このハロゲン、例えば金属ならほぼなんとでも反応できる。例えば塩素と鉄が反応すると塩化鉄という状態になる。塩化鉄は水に溶ける、鉄は水にとけないから、塩素を浴びた鉄はグズグズの水にとける物質に変化してしまう・・・ということ。同様にタンパク質の大事な部分ともしっちゃかめっちゃかに電子を奪って強固に張り付くので分子の性質が変わって、その結果生命活動ができなくなる。
周期表でも塩素の上を行くものにフッ素というのがある。

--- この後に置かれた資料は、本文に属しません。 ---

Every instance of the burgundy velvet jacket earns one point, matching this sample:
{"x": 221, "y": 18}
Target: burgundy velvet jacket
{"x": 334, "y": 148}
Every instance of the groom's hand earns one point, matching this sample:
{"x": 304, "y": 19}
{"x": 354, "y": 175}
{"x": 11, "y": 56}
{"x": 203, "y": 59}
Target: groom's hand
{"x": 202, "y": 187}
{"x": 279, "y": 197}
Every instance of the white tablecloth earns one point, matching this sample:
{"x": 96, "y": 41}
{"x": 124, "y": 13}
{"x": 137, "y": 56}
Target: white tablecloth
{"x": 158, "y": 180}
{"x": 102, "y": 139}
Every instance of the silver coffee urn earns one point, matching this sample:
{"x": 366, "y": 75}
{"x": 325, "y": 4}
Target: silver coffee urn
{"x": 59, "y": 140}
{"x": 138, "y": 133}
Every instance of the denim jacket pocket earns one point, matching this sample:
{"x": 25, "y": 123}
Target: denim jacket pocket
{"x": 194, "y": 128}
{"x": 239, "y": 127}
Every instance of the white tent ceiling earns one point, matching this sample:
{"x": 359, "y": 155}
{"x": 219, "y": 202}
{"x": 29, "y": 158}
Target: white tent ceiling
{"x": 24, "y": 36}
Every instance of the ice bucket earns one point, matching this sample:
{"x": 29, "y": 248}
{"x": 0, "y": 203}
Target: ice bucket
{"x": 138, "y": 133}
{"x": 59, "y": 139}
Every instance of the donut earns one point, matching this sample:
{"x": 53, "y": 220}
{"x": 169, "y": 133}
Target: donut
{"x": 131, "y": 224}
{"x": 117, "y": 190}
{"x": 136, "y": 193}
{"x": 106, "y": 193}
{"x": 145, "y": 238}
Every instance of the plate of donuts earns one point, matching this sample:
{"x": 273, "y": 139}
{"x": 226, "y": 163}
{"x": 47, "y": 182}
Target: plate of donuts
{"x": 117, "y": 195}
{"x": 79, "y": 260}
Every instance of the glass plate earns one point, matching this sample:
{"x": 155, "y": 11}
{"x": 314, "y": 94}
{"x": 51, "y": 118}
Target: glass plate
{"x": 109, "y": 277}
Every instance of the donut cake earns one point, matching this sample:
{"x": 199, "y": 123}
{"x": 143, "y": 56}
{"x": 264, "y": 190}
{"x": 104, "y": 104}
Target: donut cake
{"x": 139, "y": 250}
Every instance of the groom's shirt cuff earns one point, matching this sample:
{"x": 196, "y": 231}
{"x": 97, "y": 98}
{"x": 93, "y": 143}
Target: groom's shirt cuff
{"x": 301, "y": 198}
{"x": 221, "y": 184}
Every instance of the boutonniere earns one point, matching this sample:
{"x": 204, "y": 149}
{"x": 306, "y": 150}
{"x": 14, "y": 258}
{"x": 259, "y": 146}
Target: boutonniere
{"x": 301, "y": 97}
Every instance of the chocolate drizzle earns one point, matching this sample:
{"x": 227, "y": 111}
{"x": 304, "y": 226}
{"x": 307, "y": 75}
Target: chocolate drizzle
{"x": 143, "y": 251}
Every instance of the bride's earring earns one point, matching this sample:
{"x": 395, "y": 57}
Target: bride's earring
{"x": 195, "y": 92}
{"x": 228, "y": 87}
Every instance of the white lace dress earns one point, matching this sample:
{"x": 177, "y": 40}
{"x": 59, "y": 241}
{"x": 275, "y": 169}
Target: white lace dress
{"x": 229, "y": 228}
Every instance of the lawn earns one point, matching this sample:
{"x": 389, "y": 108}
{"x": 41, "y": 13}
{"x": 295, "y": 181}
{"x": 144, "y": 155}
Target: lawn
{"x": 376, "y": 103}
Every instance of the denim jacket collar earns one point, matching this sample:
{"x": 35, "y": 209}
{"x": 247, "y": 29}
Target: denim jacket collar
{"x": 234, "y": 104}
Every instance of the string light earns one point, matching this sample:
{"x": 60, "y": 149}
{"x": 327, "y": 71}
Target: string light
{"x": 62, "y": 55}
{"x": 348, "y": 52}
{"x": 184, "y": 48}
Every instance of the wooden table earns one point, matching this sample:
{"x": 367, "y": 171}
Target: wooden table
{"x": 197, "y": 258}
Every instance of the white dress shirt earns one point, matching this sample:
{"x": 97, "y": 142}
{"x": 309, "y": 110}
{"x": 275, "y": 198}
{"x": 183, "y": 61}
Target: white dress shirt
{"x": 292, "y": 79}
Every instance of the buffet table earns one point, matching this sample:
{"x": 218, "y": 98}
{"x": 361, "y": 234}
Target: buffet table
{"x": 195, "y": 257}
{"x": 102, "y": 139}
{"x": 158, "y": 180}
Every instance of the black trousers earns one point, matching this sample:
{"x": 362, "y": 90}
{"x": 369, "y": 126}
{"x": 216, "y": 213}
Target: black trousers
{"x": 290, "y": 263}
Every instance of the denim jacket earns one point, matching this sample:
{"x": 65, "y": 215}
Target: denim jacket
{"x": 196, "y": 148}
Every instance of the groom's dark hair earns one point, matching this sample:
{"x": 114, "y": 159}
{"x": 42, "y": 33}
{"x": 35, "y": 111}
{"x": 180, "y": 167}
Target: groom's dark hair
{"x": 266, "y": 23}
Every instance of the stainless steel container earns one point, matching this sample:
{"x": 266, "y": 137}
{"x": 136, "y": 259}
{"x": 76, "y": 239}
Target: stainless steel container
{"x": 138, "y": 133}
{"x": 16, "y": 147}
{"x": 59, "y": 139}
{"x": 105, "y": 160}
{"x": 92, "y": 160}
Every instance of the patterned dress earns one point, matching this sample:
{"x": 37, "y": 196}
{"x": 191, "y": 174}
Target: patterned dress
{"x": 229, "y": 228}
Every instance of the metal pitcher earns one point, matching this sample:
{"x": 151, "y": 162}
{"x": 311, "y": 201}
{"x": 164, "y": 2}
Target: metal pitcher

フッ素はもう塩素レベルではないくっつきやすさがあり、強固にはりつくレベルも塩素以上なのです。

この他の元素に「強く張り付く」という性質は逆に利用すると、めっちゃ安定した物質になる・・という意味にも逆転できるのです。

 

例えば、ここにポリエチレンという物質とポリテトラフルオロエチレンという2種類の物質の分子模型がある。どちらも鎖のようにびよーんと炭素が連なったもので、その横に水素がはりついているか、フッ素がはりついているかの差です。

水素は非常に小さい原子で炭素との結合パワーはそこそこ強いので、このポリエチレンという物質は、灯油タンクやペットボトルのフタとかに使われている。なんせ一回大きな工場を作ってしまえば、水素と炭素が連なった(エチレンが連なった)だけなのでやすく大量に作ることができる。なので代表的なプラスチックとしてあちこち身の回りにある。
しかしポリエチレンは熱で簡単に形が変わってしまうので耐熱性はない。またポリエチレンさえ溶かしてしまう有機溶剤も多くあるし、硫酸のような強い酸だと壊れてしまう。

でもフッ素と炭素の結合はそれ以上の強さなので、高熱にも有機溶剤にも酸にも耐えてしまう。この物質・・・・すごい物質だけど身近にある。フライパンのテフロンコートはこのフッ素を使ったプラスチックなので長期間フライパンの表面で調理しても焦げ付きにくく、食べ物もくっつかない(何とも反応しない)という風に便利に利用されているというわけです。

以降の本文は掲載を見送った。